The November movement has men growing a mustache for charity to raise awareness about men's health such as prostate cancer, testicular cancer, and mental health issues like depression. For one gentleman though, awareness came in a different form: through family history.
Ken Burt has been on top of his medical health for years, especially since he has a family history of prostate cancer.
Burt said “My father died in his mid 70's from it...and I know he had to go through some pretty intense chemotherapy while he was enduring it.”
Through annual physicals Burt was able seek out Dr. Karin Dolan, a Urologist from Billings Clinic, when his family doctor noticed his PSA levels or Prostate Specific Antigen blood test had increased from a 2-4.

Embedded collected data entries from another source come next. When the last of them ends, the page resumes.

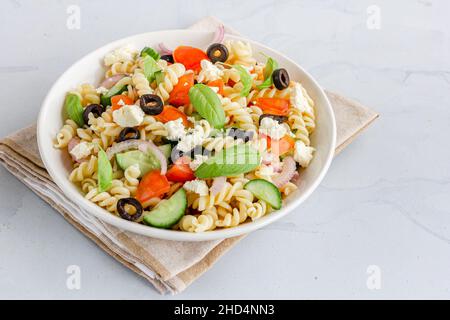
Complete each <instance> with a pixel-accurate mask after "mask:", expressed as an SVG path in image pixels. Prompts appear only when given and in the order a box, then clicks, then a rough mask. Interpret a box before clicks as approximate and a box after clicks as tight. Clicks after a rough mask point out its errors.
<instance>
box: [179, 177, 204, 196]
mask: <svg viewBox="0 0 450 320" xmlns="http://www.w3.org/2000/svg"><path fill="white" fill-rule="evenodd" d="M183 188H184V190H186V191H190V192H194V193H197V194H198V195H200V196H207V195H208V193H209V188H208V185H207V184H206V182H205V181H204V180H197V179H196V180H192V181H188V182H186V183H185V184H184V185H183Z"/></svg>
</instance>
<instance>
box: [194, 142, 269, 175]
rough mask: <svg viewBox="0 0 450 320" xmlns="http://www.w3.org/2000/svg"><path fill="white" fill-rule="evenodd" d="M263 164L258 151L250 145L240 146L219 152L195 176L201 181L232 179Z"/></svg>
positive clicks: (227, 149)
mask: <svg viewBox="0 0 450 320" xmlns="http://www.w3.org/2000/svg"><path fill="white" fill-rule="evenodd" d="M260 163H261V155H260V154H259V152H258V150H256V149H255V148H253V147H252V146H250V145H249V144H239V145H236V146H232V147H229V148H227V149H224V150H222V151H219V152H217V153H216V154H215V155H214V156H213V157H211V158H209V159H208V160H206V161H205V162H203V163H202V164H201V165H200V166H199V167H198V168H197V170H195V176H196V177H197V178H200V179H207V178H215V177H222V176H223V177H232V176H237V175H238V174H241V173H247V172H250V171H252V170H254V169H255V168H256V167H257V166H259V164H260Z"/></svg>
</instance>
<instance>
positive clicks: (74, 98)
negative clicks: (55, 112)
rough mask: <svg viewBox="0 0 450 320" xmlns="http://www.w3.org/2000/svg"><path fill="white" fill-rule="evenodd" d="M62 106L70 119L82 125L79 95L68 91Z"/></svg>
mask: <svg viewBox="0 0 450 320" xmlns="http://www.w3.org/2000/svg"><path fill="white" fill-rule="evenodd" d="M64 108H65V110H66V112H67V115H68V116H69V118H70V119H72V120H73V121H75V123H76V124H77V125H78V126H79V127H82V126H83V125H84V120H83V111H84V109H83V106H82V105H81V100H80V97H79V96H78V95H76V94H74V93H69V94H68V95H67V96H66V100H65V102H64Z"/></svg>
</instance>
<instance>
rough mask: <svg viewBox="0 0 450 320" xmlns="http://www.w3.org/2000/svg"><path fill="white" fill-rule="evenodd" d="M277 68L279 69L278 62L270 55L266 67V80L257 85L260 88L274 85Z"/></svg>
mask: <svg viewBox="0 0 450 320" xmlns="http://www.w3.org/2000/svg"><path fill="white" fill-rule="evenodd" d="M276 69H278V62H277V61H276V60H274V59H273V58H271V57H268V58H267V62H266V67H265V69H264V82H263V83H262V84H260V85H259V86H257V88H258V89H259V90H262V89H266V88H269V87H271V86H272V84H273V79H272V74H273V72H274V71H275V70H276Z"/></svg>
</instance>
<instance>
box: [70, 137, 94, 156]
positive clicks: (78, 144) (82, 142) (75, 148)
mask: <svg viewBox="0 0 450 320" xmlns="http://www.w3.org/2000/svg"><path fill="white" fill-rule="evenodd" d="M93 148H94V145H93V144H92V143H88V142H86V141H83V142H80V143H79V144H77V145H76V146H75V147H73V148H72V150H70V154H71V155H72V156H73V157H74V158H75V160H77V161H78V160H81V159H83V158H86V157H87V156H89V155H90V154H91V151H92V149H93Z"/></svg>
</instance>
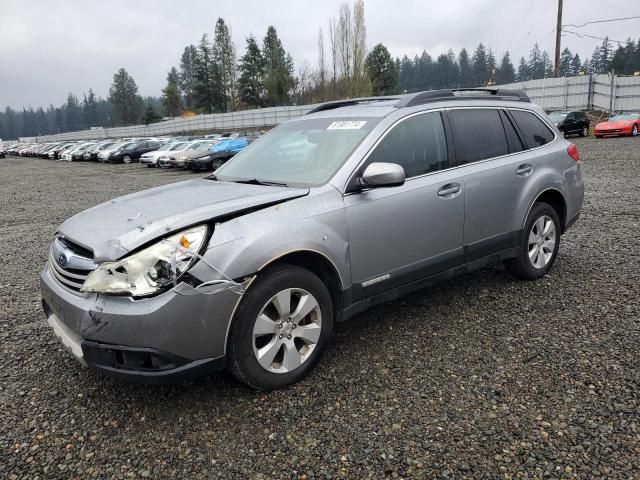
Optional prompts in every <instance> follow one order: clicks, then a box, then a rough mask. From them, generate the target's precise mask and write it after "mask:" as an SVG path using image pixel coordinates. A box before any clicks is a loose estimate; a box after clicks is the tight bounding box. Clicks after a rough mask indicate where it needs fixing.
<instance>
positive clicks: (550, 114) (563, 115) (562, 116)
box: [549, 112, 567, 123]
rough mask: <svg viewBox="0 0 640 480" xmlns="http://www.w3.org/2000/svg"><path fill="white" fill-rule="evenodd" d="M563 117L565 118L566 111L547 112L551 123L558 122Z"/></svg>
mask: <svg viewBox="0 0 640 480" xmlns="http://www.w3.org/2000/svg"><path fill="white" fill-rule="evenodd" d="M565 118H567V114H566V113H562V112H551V113H550V114H549V120H551V121H552V122H553V123H558V122H561V121H562V120H564V119H565Z"/></svg>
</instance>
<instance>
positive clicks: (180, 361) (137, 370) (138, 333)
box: [40, 266, 241, 383]
mask: <svg viewBox="0 0 640 480" xmlns="http://www.w3.org/2000/svg"><path fill="white" fill-rule="evenodd" d="M40 289H41V295H42V304H43V308H44V310H45V314H46V315H47V322H48V323H49V325H50V326H52V327H53V329H54V332H55V334H56V335H57V336H58V337H59V338H60V339H61V341H62V343H63V344H64V345H65V347H66V348H67V349H68V350H70V351H71V353H72V354H73V355H74V357H76V358H77V359H78V360H79V361H80V362H81V363H86V364H87V365H89V366H90V367H92V368H94V369H96V370H98V371H100V372H102V373H105V374H107V375H109V376H115V377H120V378H127V379H130V380H134V381H142V382H146V383H171V382H176V381H181V380H184V379H187V378H191V377H194V376H198V375H203V374H206V373H210V372H213V371H216V370H220V369H222V368H224V355H225V345H226V336H227V331H228V326H229V322H230V321H231V318H232V316H233V312H234V311H235V307H236V305H237V303H238V302H239V300H240V298H241V297H240V295H238V293H237V292H234V290H233V289H230V288H226V289H224V288H223V289H219V290H218V291H214V292H210V291H209V292H207V293H197V292H194V291H192V292H191V293H190V294H188V295H185V294H181V293H178V291H180V288H174V289H171V290H169V291H167V292H164V293H162V294H160V295H158V296H155V297H150V298H144V299H138V300H133V299H132V298H130V297H124V296H109V295H96V294H89V295H86V296H81V295H77V294H74V293H71V292H70V291H68V290H66V289H65V288H63V287H61V286H60V285H59V284H58V282H57V281H56V280H55V279H54V278H53V277H52V276H51V274H50V273H49V268H48V266H45V268H44V270H43V271H42V272H41V274H40Z"/></svg>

Dr. Dolan said “If anything seems unusual, if you notice any pain or difficulty, I think getting a PSA definitely would be a reasonable option just to make sure nothing there's going on, especially if you have a family history.”
Dr. Dolan adds screening for prostate cancer usually starts at age 50, but if you have a family history she recommends seeing your family doctor at age 40. While there have been no new treatments for prostate cancer Dr. Dolan said they are always learning more about the cancer. “There's more and more tests coming out that they can run on prostate cancer cells to see if it's more of an aggressive prostate cancer rather than a low grade one.”
Once Burt found out he had an aggressive prostate cancer he was glad he decided to have it treated, a decision in direct relation to watching his father deal with prostate cancer. Burt said sometimes, if not treated, the cancer can grow past the prostate, into the bladder and even the bone, a painful journey his dad's cousin had to go through.
“The annual exam is probably the most important thing for tracking it because it's just a blood test and once they've done that they're going to have the assurance that they're going to be healthy or that they might have something that they need to deal with,” said Burt.
Thanks to his annual physicals, Burt is now a prostate cancer survivor and his son has even taken note, by actively keeping up with his yearly exams too.